- Born: October 23, 1964 (age 61) Sofia, Bulgaria
- Occupations: Classical pianist and university professor
- Instrument: Piano
- Website: yavorkonov.alle.bg (in Bulgarian)

= Yavor Konov =

Bulgarian musicologist (born 1964)

Yavor Svetozarov Konov, Явор Светозаров Конов, (born 23 October 1964), is a Bulgarian classical pianist, professor, author, and translator of books, articles, and textbooks in music.

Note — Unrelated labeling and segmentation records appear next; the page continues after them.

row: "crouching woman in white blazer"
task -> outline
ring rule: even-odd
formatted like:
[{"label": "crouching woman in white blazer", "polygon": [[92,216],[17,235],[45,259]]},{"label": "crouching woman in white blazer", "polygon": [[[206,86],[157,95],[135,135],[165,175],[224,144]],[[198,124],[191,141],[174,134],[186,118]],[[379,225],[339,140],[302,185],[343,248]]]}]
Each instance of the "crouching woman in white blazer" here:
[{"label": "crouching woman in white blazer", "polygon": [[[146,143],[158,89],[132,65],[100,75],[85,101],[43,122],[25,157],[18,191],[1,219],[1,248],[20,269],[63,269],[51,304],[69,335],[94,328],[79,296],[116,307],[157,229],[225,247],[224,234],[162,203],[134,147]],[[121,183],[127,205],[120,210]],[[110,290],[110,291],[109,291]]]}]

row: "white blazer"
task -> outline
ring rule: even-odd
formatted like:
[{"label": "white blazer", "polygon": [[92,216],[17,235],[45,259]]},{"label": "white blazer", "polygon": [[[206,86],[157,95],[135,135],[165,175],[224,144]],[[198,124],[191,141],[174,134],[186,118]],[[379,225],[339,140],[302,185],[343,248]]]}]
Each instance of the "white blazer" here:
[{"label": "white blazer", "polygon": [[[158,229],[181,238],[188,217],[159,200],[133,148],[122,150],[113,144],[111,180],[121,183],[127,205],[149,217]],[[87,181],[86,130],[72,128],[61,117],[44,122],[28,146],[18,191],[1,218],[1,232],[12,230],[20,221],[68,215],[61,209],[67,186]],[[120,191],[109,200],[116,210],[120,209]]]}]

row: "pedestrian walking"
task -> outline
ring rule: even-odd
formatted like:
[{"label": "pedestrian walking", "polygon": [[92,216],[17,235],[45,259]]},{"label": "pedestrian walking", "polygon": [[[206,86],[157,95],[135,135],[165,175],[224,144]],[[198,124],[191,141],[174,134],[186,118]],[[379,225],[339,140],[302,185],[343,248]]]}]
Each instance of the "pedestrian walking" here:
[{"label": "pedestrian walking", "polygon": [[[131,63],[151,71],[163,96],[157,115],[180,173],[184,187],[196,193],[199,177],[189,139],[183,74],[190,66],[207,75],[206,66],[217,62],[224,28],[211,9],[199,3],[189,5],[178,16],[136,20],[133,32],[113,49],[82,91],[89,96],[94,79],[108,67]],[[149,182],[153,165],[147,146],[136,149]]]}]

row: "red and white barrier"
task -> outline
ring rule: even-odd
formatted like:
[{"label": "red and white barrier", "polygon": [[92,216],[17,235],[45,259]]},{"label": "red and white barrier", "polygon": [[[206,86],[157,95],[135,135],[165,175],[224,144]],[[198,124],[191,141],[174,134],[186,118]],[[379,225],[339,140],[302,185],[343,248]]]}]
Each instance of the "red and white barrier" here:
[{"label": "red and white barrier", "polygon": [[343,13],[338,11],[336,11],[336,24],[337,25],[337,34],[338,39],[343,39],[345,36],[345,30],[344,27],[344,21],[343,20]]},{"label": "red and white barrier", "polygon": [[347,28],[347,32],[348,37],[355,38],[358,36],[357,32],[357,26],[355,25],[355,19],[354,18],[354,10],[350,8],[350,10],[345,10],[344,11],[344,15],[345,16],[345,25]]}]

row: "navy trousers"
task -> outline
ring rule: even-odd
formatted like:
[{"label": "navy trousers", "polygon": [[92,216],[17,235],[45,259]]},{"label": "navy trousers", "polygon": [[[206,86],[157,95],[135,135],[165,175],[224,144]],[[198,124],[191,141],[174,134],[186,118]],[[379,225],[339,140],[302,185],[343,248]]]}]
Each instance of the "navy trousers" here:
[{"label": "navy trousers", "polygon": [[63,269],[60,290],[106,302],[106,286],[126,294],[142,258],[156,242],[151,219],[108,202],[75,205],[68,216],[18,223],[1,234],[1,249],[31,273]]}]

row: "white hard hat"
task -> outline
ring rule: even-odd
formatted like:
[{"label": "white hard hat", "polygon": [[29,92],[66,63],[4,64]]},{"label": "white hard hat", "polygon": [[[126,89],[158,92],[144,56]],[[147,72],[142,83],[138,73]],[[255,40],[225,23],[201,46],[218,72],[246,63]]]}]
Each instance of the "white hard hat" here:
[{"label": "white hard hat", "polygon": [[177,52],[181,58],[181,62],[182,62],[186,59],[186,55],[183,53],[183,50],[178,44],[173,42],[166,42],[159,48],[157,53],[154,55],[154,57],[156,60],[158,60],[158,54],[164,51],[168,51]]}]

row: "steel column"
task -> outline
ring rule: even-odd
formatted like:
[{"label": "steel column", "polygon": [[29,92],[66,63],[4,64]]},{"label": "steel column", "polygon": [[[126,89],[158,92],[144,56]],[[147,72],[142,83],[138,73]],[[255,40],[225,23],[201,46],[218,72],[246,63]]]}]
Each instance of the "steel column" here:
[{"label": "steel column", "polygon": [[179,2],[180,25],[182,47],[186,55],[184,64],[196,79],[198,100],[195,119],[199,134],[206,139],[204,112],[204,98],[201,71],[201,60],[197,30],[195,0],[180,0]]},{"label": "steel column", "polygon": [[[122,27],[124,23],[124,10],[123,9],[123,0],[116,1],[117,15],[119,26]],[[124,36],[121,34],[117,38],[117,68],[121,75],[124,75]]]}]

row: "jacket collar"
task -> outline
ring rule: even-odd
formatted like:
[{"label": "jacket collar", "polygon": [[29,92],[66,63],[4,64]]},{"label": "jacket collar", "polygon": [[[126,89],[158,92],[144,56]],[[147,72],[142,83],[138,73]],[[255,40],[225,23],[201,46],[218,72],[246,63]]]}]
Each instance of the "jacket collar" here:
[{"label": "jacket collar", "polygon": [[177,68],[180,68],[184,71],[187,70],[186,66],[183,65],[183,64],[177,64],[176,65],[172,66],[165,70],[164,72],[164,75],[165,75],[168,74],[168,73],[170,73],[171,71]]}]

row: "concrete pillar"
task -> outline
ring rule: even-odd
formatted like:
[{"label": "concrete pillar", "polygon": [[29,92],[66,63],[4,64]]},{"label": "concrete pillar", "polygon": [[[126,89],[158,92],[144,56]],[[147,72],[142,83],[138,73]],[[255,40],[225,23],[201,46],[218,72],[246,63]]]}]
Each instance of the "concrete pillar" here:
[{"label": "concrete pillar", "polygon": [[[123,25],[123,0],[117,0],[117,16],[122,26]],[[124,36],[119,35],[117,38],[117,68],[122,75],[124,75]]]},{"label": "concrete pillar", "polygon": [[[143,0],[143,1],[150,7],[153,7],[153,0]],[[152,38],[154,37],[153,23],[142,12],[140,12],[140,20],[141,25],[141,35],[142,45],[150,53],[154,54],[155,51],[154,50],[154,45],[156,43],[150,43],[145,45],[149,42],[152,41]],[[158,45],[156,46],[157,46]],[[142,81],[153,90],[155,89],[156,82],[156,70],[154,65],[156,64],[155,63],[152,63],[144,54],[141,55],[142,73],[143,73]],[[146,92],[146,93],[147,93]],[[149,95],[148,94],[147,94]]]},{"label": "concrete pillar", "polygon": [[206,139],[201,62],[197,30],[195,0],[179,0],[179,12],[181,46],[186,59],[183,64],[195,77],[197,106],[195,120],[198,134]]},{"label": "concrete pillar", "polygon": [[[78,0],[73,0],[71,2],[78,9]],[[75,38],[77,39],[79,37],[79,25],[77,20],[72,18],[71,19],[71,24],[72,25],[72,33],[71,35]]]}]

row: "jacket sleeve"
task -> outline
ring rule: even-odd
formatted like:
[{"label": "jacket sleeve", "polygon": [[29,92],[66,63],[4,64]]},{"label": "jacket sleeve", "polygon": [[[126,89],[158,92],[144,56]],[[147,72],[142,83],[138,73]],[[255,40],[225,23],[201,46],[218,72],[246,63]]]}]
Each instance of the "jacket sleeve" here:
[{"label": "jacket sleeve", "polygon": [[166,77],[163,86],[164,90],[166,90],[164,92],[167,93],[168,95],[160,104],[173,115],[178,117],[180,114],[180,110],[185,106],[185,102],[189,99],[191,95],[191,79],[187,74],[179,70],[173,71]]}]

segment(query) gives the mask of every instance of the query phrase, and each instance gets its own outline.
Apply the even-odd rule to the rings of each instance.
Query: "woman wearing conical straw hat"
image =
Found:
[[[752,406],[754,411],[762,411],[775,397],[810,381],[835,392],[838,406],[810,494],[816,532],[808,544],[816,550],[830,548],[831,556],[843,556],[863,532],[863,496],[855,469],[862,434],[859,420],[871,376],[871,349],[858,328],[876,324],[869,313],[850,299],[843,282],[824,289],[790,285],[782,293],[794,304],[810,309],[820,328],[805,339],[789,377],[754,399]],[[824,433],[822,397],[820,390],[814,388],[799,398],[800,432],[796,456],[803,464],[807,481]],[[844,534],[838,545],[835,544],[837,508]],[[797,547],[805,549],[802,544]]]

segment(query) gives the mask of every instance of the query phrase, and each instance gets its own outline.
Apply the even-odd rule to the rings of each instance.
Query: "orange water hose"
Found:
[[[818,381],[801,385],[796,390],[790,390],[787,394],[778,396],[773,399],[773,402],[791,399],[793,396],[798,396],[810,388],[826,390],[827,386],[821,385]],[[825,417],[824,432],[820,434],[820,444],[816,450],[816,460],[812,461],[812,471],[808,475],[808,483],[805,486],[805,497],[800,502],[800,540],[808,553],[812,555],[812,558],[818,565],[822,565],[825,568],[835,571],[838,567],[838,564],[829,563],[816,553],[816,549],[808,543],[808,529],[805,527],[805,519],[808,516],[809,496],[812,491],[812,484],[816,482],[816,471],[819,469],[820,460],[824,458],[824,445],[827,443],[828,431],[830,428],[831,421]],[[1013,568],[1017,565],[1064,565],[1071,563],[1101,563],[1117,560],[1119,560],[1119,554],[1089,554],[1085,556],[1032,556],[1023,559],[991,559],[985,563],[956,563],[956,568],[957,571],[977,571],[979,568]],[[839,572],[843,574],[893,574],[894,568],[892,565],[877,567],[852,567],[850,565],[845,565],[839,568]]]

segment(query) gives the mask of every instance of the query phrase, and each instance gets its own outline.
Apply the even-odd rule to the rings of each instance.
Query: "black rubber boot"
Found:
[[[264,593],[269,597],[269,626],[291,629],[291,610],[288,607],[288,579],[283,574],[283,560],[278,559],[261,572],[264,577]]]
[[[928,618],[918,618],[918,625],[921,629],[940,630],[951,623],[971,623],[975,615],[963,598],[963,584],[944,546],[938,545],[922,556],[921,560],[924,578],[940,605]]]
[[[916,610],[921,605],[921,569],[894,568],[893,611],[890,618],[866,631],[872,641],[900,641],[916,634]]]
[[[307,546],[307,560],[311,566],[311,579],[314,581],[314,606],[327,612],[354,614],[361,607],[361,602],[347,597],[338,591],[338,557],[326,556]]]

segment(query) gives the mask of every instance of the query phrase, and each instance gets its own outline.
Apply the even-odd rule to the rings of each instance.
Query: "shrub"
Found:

==Early life and education==
Born in Sofia, Konov studied piano with Lyubomir Pipkov at the National Music High School in 1983. In 1991, he studied musicology (polyphony) and chorus conducting at the National Academy of Music, Sofia. Four years later, he finished a harpsichord master class in Orvieto, Italy. Having successfully presented his thesis, Konov earned a Doctor of Arts in 1998 and a Doctor of Arts and Sciences in 2006.

==Career==
From November 1992 to November 2010, Konov worked at South-West University "Neofit Rilski" in Blagoevgrad. In 2005, Yavor Konov became Professor of Polyphony at the Department of Music at the Faculty of Arts. In 2008, he became Director of the University Resource Center for Francophone Studies at Southwest University. From December 2010, Yavor Konov worked as a professor at the Department of Music at New Bulgarian University, Sofia. He functioned as a guest lecturer at Sofia University and Krastyo Sarafov National Academy for Theatre and Film Arts. Prof. Konov was a co-founder and secretary of the Music Society "Vassil Stefanov" (Sofia). He was also a deputy editor-in-chief of the magazine Music. Yesterday. Today, from its establishment to 2012.

==Personal life==
Yavor Konov was married to Assoc. Prof. Dr. Theodora Bolyarova-Konova, PhD, since 1999. They have 2 children – Theresa (2000) and Andrey (2007).

==Publications==
Prof. Yavor Konov is an author of more than 200 publications, including textbooks, annotated translations, monographs, articles, scientific studies, etc.
- Textbooks
- "About Polyphony" (1995, 2/2001, 3/2003)
- "Culture and Musical Art" (1997)
- "Ideas and Approaches for Natural Piano Playing" (2003)

- Monographs
- “First Harpsichord Treatise: The Principles of Harpsichord” of de Saint-Lambert, 1702 (1998)
- “Sébastien de Brossard and his Dictionary of Music” (2003)
- “Over Gioseffo Zarlino and The Art of Counterpoint” (2004)
- “Lexicographic, Historiographic & Bibliographic Heritage of Sébastien de Brossard (1655–1730)": Ecclesiastic, Musician & Erudite (2008)
- “Sébastien de Brossard: Dictionary of Music (1705). Yavor Konov – translation and comments (2010)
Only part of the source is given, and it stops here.